By Rep. Sam Farr (D-CA)
Congressional Record
June 12, 2007 (H6272)
[The DEPARTMENT OF HOMELAND SECURITY APPROPRIATIONS ACT, 2008] appropriates a record amount of spending, $36.3 billion. What we tried to do in the committee, and I want to commend Mr. Rogers and Mr. Price, was starting out asking what are the risk issues that we really need to face in the Nation. This whole emphasis has been essentially an antiterrorism effort, when, in reality, in creating this huge, huge bureaucracy and moving the Department of Agriculture and everybody else into it, what we have found from a lot of experts is that you really have to deal with issues such as the first responders would be the same for a terrorist activity as they would be for a natural disaster, and that we really have to base our decisions on risk-based management.
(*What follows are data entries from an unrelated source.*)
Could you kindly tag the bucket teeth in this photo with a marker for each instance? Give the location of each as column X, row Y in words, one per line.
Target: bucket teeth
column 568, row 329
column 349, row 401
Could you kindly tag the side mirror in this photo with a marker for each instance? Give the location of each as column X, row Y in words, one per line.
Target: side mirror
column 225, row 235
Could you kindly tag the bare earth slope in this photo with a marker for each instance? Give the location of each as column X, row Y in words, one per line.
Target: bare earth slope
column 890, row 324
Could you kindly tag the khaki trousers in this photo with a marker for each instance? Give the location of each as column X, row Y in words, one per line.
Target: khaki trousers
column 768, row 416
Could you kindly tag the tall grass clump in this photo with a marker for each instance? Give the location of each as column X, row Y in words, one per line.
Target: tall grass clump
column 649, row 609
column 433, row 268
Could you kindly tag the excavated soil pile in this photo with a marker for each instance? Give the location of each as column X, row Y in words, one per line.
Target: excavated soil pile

It was no more clear than in a place that we are just sort of throwing money at, which is the >border between Mexico and the United States. In testimony, we found that there are more terrorist incidents–in fact, there have been none on the Mexican-U.S. border, but there have been several on the U.S.-Canadian border where we have very little security whatsoever. So if you were acting just on risk management, you would put more assets on the Canadian border than on the Mexican border. But the emphasis here isn’t about homeland security; it is more about immigration.